The cost of trees in all cases will be affected by all of these factors, including higher shipping costs. Artificial tree pricing will be impacted by the increased costs of steel and plastics, as well as shipping, and could be higher by as much as 25%.
The bottom line message is that if you are looking for a real tree, or an artificial tree, get it as soon as possible. Contrained supply may constrict the availability of these holiday centrepieces.
The debate becomes whether it is a more environmentally friendly decision to buy a real Christmas tree or an artificial Christmas tree. Some will argue that cutting down a real tree contributes to deforestation and hurts the environment. On the other hand there are those who would argue that artificial trees are made of harmful plastics and are not recyclable at all.
What’s the right sustainability choice?
A real tree takes anywhere from 4 -15 years to grow. As the trees are harvested 1-3 replacement seedlings are planted to replenish the supply. Over 85 million new trees are replanted globally each year. Further there are over 4000 tree recycling programs across the U.S.
With dedicated tree farms and replanting and recycling programs in place it can be said that this is a renewable resource which does not harm the environment. A real tree generates fewer greenhouse gas emissions and these tree farms certainly generate oxygen for the atmosphere.
Artificial trees are made of PVC plastics and metal. They are very difficult to recycle. So the best opportunity to reduce the overall greenhouse impact and carbon footprint of artificial trees is to keep them for a long time, at least 8-10 years. Given that these trees are also largely manufactured in China, there are huge resources and costs associated with shipping them to their end markets.
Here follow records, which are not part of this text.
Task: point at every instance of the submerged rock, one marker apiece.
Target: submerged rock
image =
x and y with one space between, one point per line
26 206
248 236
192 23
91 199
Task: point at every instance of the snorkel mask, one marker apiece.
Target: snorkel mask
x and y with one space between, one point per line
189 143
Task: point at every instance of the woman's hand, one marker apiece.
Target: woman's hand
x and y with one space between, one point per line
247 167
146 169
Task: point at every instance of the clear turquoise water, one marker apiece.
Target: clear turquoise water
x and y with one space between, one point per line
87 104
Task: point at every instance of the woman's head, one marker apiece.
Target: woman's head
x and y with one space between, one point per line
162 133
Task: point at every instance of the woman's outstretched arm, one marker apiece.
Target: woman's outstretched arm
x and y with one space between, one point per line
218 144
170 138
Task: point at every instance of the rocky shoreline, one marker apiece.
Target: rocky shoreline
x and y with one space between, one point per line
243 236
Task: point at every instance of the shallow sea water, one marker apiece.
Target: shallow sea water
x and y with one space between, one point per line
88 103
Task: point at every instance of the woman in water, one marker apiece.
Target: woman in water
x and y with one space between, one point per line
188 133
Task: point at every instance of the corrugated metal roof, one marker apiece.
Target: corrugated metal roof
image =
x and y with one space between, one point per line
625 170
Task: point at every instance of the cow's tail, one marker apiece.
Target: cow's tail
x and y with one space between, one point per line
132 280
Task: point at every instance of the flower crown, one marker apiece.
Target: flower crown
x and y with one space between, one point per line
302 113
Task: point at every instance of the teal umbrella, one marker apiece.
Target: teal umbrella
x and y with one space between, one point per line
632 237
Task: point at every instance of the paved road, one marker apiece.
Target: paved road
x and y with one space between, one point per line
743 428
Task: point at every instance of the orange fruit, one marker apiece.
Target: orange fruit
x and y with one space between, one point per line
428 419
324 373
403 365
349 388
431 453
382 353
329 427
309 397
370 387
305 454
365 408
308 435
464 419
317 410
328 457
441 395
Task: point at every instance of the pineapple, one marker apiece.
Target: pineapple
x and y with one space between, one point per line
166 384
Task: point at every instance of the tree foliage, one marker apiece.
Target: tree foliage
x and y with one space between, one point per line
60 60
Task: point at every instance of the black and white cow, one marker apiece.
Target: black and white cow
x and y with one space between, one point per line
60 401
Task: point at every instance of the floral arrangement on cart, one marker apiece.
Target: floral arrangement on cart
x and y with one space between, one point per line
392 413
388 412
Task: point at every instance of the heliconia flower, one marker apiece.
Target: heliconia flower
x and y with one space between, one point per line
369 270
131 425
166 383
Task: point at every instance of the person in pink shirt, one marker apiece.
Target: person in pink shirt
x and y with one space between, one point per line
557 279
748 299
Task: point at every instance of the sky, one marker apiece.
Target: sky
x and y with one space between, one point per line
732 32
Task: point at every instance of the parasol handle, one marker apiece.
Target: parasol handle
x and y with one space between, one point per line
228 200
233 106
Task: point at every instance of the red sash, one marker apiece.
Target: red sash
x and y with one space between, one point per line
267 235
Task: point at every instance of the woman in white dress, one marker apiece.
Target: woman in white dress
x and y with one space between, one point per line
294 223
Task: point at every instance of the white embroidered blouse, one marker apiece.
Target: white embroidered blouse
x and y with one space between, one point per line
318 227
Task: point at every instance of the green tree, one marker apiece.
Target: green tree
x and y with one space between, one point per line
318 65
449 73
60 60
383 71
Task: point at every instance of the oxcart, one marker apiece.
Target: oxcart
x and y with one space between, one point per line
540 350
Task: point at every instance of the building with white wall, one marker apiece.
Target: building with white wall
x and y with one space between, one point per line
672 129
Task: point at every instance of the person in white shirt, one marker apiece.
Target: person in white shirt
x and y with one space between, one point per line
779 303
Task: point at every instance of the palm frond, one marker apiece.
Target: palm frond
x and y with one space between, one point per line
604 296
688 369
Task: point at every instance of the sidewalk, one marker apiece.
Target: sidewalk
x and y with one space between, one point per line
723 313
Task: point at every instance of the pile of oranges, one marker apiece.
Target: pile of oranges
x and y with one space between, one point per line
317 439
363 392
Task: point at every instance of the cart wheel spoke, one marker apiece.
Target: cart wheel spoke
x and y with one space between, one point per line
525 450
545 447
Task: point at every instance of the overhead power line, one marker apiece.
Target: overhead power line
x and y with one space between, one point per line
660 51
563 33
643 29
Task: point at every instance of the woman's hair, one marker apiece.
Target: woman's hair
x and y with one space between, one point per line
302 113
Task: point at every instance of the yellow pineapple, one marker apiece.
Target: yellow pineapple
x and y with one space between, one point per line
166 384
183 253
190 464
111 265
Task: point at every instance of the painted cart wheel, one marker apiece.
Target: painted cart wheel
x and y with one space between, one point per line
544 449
Overall, I interpret that a real tree has the most beneficial impact on the environment. If you have an artificial tree your best decision is to take good care of it and to use it for as many years as possible to reduce the environmental impact.
The Future of the Christmas Tree Supply Chain
No Supply Chain has been untouched by the Coronavirus pandemic, even the Christmas Tree Supply Chain. That notwithstanding the demand for these trees, whether they be real or artificial, will continue unabated for a long, long time. They issue really comes down to one of supply.
So get your tree as quickly as possible for this Holiday season. You may not have the choice or selection that you would usually have, in either real or artificial trees. Getting any tree at all may be a better choice than having no tree at all.